Monday, Nov. 17, 1947
The Case Against Mineral Oil
Like a mother fretting over a willful child's diet, beagle-eyed Dr. Morris Fishbein, editor of the American Medical Association Journal, keeps a sharp watch over the nation's food & drug habits. Last fortnight Dr. Fishbein was worrying about mineral oil, of all things.
For years, doctors have been recommending mineral oil for constipation and in weight-reducing diets. Because of animal and vegetable fat shortages, it has also been widely used in salad dressings. What worries Dr. Fishbein: recent research seems to prove that a steady diet of mineral oil is none too good for the human organism.
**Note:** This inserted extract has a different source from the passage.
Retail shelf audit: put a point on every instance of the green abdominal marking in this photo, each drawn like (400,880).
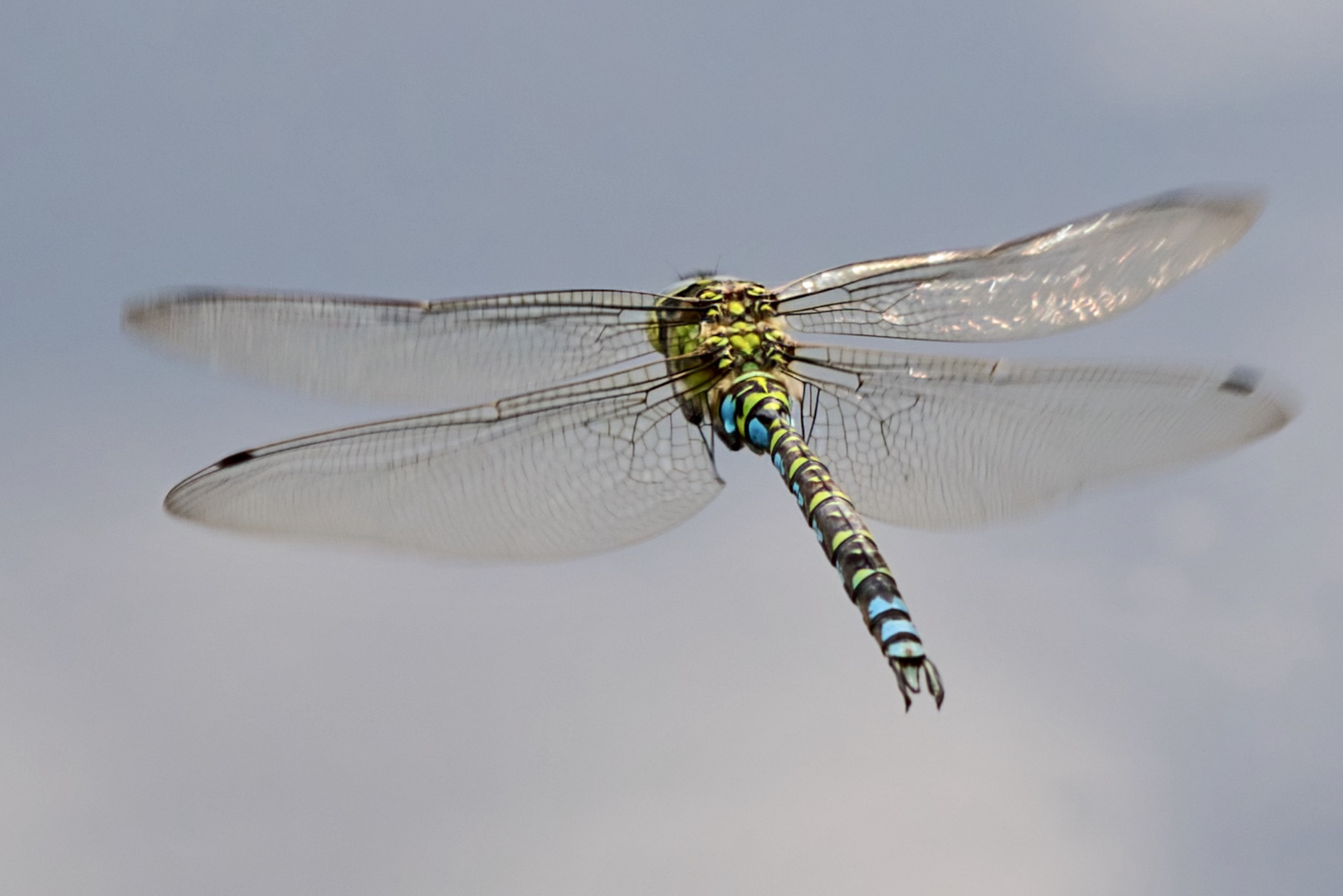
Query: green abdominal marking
(758,406)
One study showed that three teaspoons of mineral oil a day cuts in half the human body's ability to absorb carotene, which is converted to vitamin A. Vitamin A deficiency causes night blindness, various skin and internal disorders. What's more alarming, fine droplets of mineral oil can go through the intestinal wall and reach the liver and lymph nodes, where, doctors suspect, they may cause dangerous lesions. Autopsies have revealed such droplets in patients' tissues.
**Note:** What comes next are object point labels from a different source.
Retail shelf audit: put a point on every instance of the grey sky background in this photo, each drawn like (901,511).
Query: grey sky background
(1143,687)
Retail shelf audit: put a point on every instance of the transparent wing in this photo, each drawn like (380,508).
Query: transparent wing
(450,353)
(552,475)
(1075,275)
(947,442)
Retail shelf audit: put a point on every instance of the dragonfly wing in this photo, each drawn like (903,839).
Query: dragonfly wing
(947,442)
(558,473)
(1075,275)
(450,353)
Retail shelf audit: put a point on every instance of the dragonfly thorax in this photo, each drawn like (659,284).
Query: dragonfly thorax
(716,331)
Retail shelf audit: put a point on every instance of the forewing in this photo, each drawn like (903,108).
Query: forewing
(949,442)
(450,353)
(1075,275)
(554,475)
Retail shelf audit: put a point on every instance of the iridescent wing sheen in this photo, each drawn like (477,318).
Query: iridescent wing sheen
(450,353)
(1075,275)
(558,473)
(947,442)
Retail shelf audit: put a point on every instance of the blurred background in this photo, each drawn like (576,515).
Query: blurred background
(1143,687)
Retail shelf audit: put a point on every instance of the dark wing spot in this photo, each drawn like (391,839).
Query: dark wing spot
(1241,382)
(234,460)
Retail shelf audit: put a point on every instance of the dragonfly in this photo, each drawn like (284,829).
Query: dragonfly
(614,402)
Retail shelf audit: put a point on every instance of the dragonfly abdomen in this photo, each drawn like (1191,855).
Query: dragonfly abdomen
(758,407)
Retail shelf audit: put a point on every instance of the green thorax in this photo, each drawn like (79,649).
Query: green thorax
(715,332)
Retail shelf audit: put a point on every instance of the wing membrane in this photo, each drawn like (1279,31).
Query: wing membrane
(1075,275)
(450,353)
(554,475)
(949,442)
In the opinion of no less an authority than Dr. Walter C. Alvarez, famed Mayo Clinic internist, doctors should take a long, suspicious look at mineral oil. Said Fishbein, quoting Alvarez: "These observations raise the grave question . . . whether mineral oil can be used safely, year in and year out, as some persons use it; they also raise the question whether purveyors of food should ever be allowed to substitute mineral oil for the edible fats."